Luke 18

‘Waar zal dit allemaal gebeuren?’ vroegen de leerlingen. Jezus antwoordde: ‘Waar het lijk ligt, daar komen de gieren.’ 1

Gelijkenissen van Jezus

2Jezus vertelde zijn leerlingen een gelijkenis om duidelijk te maken dat men altijd moet blijven bidden, net zo lang tot het antwoord komt. 3‘In een stad was een rechter,’ begon Hij, ‘een goddeloze man die zich van niemand iets aantrok. 4Een weduwe uit die stad kwam telkens bij hem.

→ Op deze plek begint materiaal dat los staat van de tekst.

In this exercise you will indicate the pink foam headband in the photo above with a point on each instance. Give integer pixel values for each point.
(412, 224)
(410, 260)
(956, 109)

Zij vroeg hem uitspraak te doen in een conflict tussen haar en haar tegenpartij. 5In het begin wilde hij lange tijd niets doen. Maar ten slotte begon ze op zijn zenuwen te werken. “Voor God ben ik niet bang,” dacht hij bij zichzelf. “En ik trek me van niemand iets aan. 6Maar ik heb schoon genoeg van die vrouw! Ik zal zorgen dat ze haar recht krijgt. Straks doet ze mij nog wat!” 7Als die onrechtvaardige rechter zoiets kan zeggen, 8zal God zeker recht doen aan zijn kinderen die Hem er dag en nacht om smeken! Zal Hij hen laten wachten? Nee! 9Hij zal hen vlug antwoorden. Maar het is de vraag of Ik, de Mensenzoon, bij de mensen geloof zal vinden als Ik terugkom.’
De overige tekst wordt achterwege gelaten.